Их было больше и многие из них были сильнее её, даже с учётом бушующего в ней сейчас адреналина. Двое прижали ей руки к бокам, а кто-то другой встал рядом с ней на колени, надавливая ей на голову, не давая повернуть её. Бросив взгляд наверх, она увидела девушку не сильно старше себя, с кольцом в носу и потрясающими фиолетовыми тенями на веках. На ней была её куртка.

Эмма слышала, как всё ещё кричит её отец, но сейчас его голос казался совсем далёким.

Одноглазый сел на неё верхом, ухватил левой рукой за волосы, прижал её голову к земле.

Он держал длинный и тонкий нож, лезвие, шириной не более пальца, хищно сужалось к кончику. Как он называется? Стилет? Он прижал плоскость лезвия к кончику её носа.

— Нос, — пробормотал он. Лезвие скользнуло к глазу. Отодвинуться не получалось: всё, что она могла — закрыть глаз, ощущая, как подрагивающее веко касается стали. — Глаз…

Лезвие коснулось её губ. Стальной поцелуй.

— Рот…

Лезвием он откинул в сторону волосы, закрывающие лицо, подцепил остриём серёжку.

— Ты сможешь закрывать уши волосами, — тихо прошептал он. Кончик лезвия оттягивал серёжку, пока её лицо не исказилось от боли. — Так что я возьму оба. Что ты выбираешь?

Она не понимала, из-за охватившего её ужаса не могла воспринимать информацию:

— А?

Во второй раз нож пришёл в движение, почти нежно касаясь частей тела:

— Один глаз, нос, рот или оба уха. Янь думает, что готова стать членом банды, а не простой шлюхой, и чтобы доказать это, она отрежет то, что ты выберешь.

— Чёрт возьми, Лао, — сказала девушка с густыми тенями. Казалось, она веселится. — Что за херня!

— Выбирай, — повторил он ещё раз, как будто его не слышали.

Эмма сморгнула слёзы, пытаясь найти решение, возможность сбежать.

А потом она увидела, что кто-то сидит на корточках на крыше машины отца. Девушка. В чёрном костюме, на голове капюшон, позади плащ, который развевался явно не по воле тёплого морского бриза, дующего со стороны пляжа. В прорезях металлической хоккейной маски она увидела белки глаз.

«Помогите!»

Тёмная фигура не двигалась.

Лао, одноглазый, взял нож за острие и протянул его девушке с густыми тенями. Та подхватила нож и поднесла его вплотную к глазу Эммы, коснувшись века.

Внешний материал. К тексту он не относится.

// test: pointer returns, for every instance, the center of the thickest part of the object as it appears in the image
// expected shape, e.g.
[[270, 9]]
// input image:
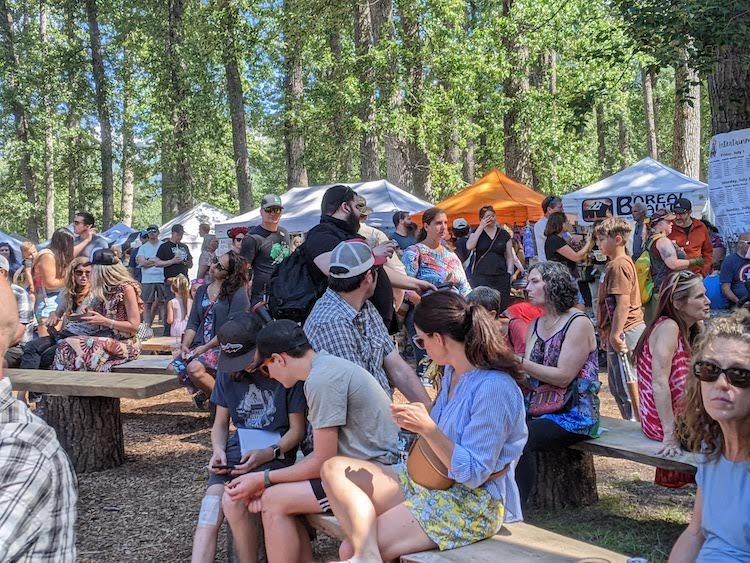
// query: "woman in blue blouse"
[[476, 428]]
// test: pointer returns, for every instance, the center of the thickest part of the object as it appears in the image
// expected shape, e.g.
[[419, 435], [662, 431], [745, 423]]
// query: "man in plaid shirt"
[[38, 488]]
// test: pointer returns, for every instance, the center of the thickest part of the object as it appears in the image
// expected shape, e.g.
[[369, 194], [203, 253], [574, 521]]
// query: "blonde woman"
[[114, 307]]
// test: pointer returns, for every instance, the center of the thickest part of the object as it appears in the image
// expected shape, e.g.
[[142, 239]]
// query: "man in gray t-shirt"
[[350, 415]]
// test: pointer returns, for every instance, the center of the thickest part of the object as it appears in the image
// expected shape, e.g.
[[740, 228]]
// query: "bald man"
[[38, 489]]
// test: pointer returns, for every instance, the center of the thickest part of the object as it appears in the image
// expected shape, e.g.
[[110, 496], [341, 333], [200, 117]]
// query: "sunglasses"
[[710, 372]]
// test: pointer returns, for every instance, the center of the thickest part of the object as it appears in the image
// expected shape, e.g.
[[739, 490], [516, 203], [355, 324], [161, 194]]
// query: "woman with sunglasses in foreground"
[[212, 304], [717, 424], [663, 360], [476, 429]]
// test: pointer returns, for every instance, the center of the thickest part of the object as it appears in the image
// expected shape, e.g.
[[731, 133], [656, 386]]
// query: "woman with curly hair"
[[212, 305], [113, 308], [562, 362], [716, 423]]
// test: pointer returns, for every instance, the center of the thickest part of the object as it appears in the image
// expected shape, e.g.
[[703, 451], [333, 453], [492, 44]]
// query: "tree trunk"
[[564, 478], [516, 88], [20, 119], [686, 145], [368, 147], [649, 111], [102, 93], [128, 144], [729, 90], [294, 140], [89, 429], [236, 108]]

— Выбирай, — сказала девушка. — Нет, подожди…

Он взяла клок срезанных у Эммы волос и запихнула ей в рот.

— Жри, а потом выбирай.

Эмма открыла рот, чтобы умолять о помощи, но не смогла вдохнуть. Но не столько из-за волос или человека, сидящего у неё на груди, сколько из-за страха — он был почти материален.

Из всех людей, которых она знала, сейчас она вспомнила именно Тейлор. Та тоже попала под своеобразный “нож”, у неё тоже отрезали невосполнимую часть. Не нос или глаз. Маму. И когда она обнаружила потерю, в лучшей подруге Эммы будто погасла искра, исчезла яркость. Она стала другой.

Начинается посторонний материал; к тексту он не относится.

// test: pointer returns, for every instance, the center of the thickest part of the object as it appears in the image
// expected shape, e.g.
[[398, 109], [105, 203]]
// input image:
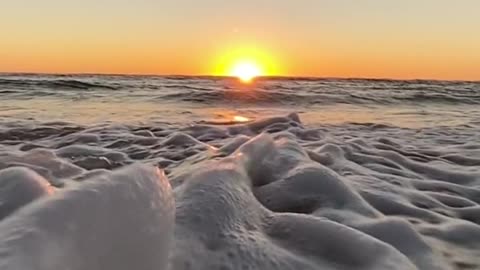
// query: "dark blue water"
[[102, 98]]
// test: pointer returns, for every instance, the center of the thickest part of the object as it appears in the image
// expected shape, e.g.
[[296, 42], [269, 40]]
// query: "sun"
[[246, 71]]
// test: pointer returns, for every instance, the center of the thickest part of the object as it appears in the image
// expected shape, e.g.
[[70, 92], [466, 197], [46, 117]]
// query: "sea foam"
[[270, 194]]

Она испытала своё первое реальное чувство страха, когда члены банды атаковали машину, первый раз она испытала ужас, когда Лао объявил, что порежет ей лицо. Но когда она подумала о Тейлор, о том, что станет на неё похожа — эта мысль вызвала у неё панику, совершенно новый уровень страха.

“Я не стану как Тейлор”.

“Я не…”

“Я не настолько сильна, чтобы пережить такое”.

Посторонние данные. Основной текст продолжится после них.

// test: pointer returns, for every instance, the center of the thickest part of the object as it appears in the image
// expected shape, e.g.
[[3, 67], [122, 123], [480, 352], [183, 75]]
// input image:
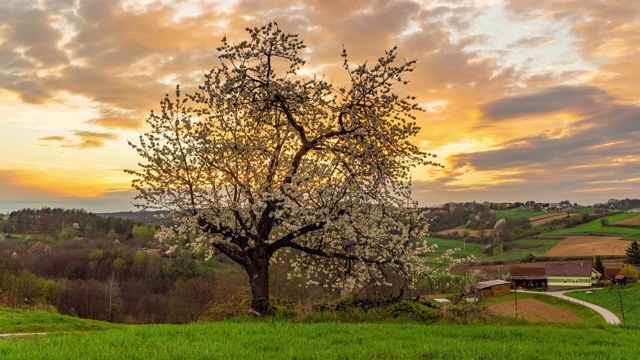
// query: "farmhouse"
[[610, 273], [491, 288], [528, 277], [554, 276], [565, 275]]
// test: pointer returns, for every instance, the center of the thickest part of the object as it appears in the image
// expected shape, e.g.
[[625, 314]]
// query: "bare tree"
[[261, 159]]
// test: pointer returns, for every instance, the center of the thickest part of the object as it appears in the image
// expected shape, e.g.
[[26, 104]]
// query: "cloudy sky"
[[526, 100]]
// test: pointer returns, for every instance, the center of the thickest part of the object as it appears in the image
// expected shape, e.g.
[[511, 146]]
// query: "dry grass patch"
[[532, 309]]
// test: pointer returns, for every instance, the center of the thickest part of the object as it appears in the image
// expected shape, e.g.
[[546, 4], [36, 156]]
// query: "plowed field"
[[534, 310], [474, 233], [589, 245], [630, 221], [543, 219]]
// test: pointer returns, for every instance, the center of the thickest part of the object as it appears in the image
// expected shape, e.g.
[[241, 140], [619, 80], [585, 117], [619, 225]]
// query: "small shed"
[[620, 279], [491, 288]]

На время забыв про нож, она выгнулась, начала отбиваться, сражаться за жизнь. Нечленораздельный звук вырвался из её глотки, крик, рычание и стон отчаяния одновременно — ужасный звук, неожиданный даже для неё самой. Она сбила с себя Лао, освободила одну руку и подняла её — не чтобы закрыться от удара, а чтобы атаковать. Её пальцы нащупали глаз бандита, и она с ожесточением вонзила в него ногти, зарываясь в мягкие ткани так глубоко, насколько могла, и провела рукой вниз, царапая веко, глазное яблоко, скулу и щеку.

Он закричал и ударил её с такой силой, что ей оставалось только надеяться, что это не кастет.

Кастеты… оружие. Она с опозданием вспомнила про нож и посмотрела на девушку с тенями на веках.

Женский силуэт в черном плаще держал девушку, заломив ей руку с ножом за спину.

Чёткое отточенное движение — и рука вывернулась чуть дальше, чем следовало. Девушка с тенями рванулась, потеряла равновесие, и вес её тела скрутил конечность ещё сильнее. Девушка закричала и, уронив нож, свалилась на землю — рука безвольно дёрнулась и опала, согнувшись под неестественным углом.

Девушка в чёрном повернулась к Лао. Плащ колыхнулся в сторону, и на мгновение она превратилась в ожившую тень, расплывчатое пятно посреди поля боя. Когда она вернулась в обычное состояние, поза её уже изменилась, а нож, лежавший на земле, оказался у неё в руке.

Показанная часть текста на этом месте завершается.